- Nickname: "Tug"
- Born: 4 November 1911 Bolton, Lancashire
- Died: April 2002 (aged 90) West Berkshire
- Allegiance: United Kingdom
- Branch: British Army
- Service years: 1939–1958
- Rank: Lieutenant-Colonel
- Service number: 97240
- Conflicts: Second World War Palestine Emergency Korean War
- Awards: Companion of the Distinguished Service Order and Bar, Efficiency Decoration, Mentioned in Dispatches

= Robert Wilson (British Army officer, born 1911) =

British army officer (1911–2002)

Lieutenant-Colonel Robert Wilson (4 November 1911 – April 2002) was a British Army officer of the Second World War. He escaped twice from captivity, having been taken and becoming a prisoner of war.

==Military career==
Wilson worked as a draughtsman for the Bristol Aeroplane Company and served as a gunner in the Territorial Army, before commissioning into the 5th Survey Regiment of the Royal Regiment of Artillery on 2 September 1939.

He served in the Battle of France with the 3rd Survey Regiment, Royal Artillery before being evacuated from Dunkirk. In November 1940 he joined a 'Folbot' section of No. 8 (Guards) Commando and saw service in the Middle East. In April 1941 he was a founder member of Roger Courtney's Special Boat Service (SBS) and participated in operations in the Mediterranean and North Africa. In February 1942 he was awarded the Distinguished Service Order for his role in six SBS raids in Egypt and Libya. In September 1942 he was captured during an operation in Italy and was marked for transportation to a German prisoner of war camp, but successfully escaped at Modena station. Wilson was recaptured in Rome on 8 January 1944 and held at Stalag IV-B. He was later transferred to Oflag VIII-F and then to Oflag 79, which was liberated by US forces on 12 April 1945. On 20 December 1945 he was awarded a Bar to his DSO is recognition for his actions during and after his capture.

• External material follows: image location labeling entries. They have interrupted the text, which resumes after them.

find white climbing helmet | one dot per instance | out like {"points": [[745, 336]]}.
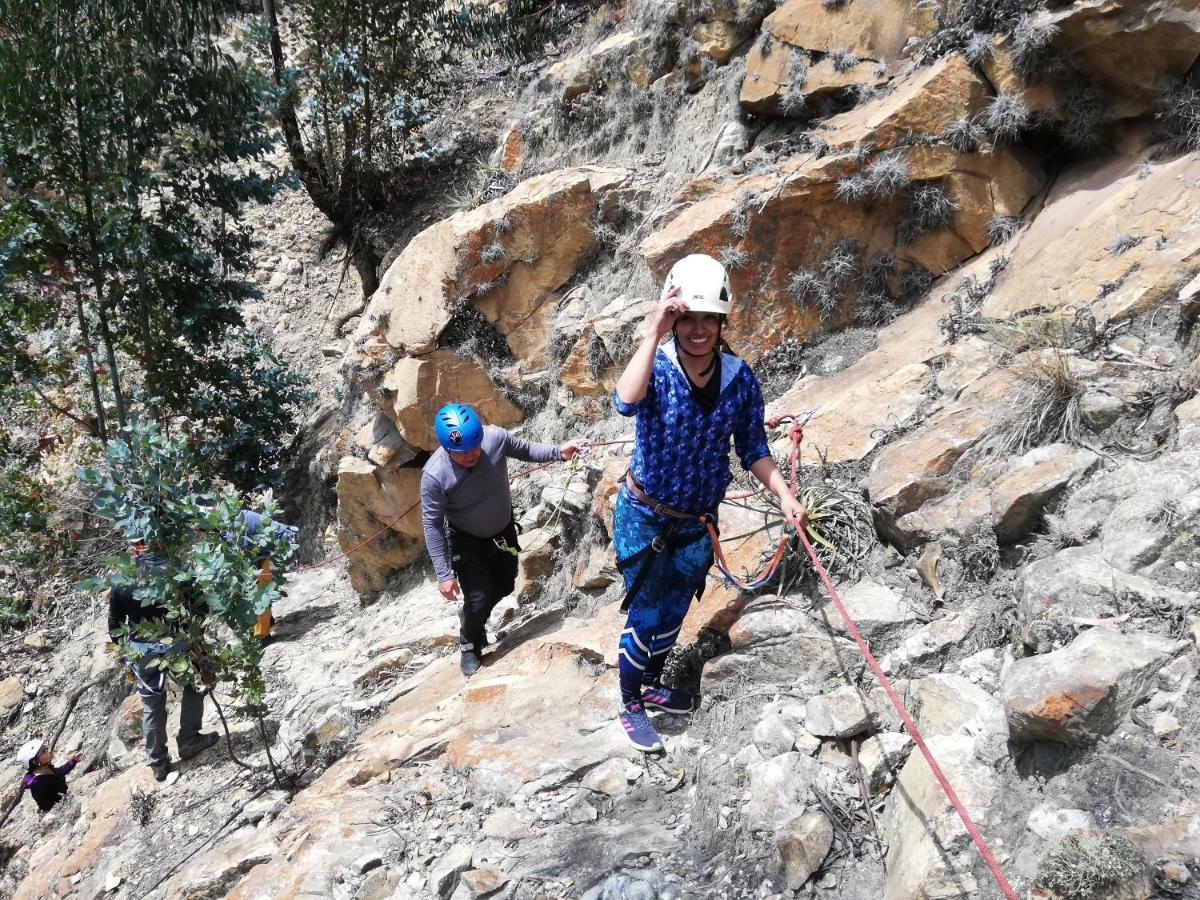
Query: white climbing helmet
{"points": [[28, 751], [703, 283]]}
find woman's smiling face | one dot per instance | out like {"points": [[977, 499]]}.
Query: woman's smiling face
{"points": [[697, 331]]}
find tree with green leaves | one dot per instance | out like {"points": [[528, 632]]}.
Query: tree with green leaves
{"points": [[208, 575], [129, 142], [358, 93]]}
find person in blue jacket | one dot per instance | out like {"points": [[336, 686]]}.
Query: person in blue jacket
{"points": [[689, 397]]}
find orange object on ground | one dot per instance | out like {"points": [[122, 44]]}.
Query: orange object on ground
{"points": [[263, 623]]}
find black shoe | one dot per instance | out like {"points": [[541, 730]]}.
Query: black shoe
{"points": [[471, 663], [198, 744]]}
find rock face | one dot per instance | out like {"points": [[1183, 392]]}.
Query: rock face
{"points": [[379, 519], [792, 217], [1084, 690]]}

Between February 1946 and September 1947, Wilson served as Battery Commander, 66th Airborne Anti-Tank Regiment Royal Artillery in Palestine during the Palestine Emergency. He then returned to UK and served as a Battery Commander in heavy anti-aircraft and light anti-aircraft regiments and then as a Staff Officer Royal Artillery at the Army Air Transport Development Centre. From 1951 to 1953 Wilson was a Battery Commander in the 14th Regiment Royal Artillery, and served in the Korean War. On 24 April 1953 he was Mentioned in Dispatches. Between 1953 and 1956 he was Second-in-Command of the 38th Training Regiment RA in North Wales, before serving as Commanding Officer of the 37th Heavy Anti-Aircraft Regiment RA in Malta. Wilson retired from the regular army in April 1958 with the rank of lieutenant colonel.

Wilson was the subject of a 1985 book by Rex Woods, called Special Commando : the wartime adventures of Lt-Col Robert Wilson, DSO and Bar.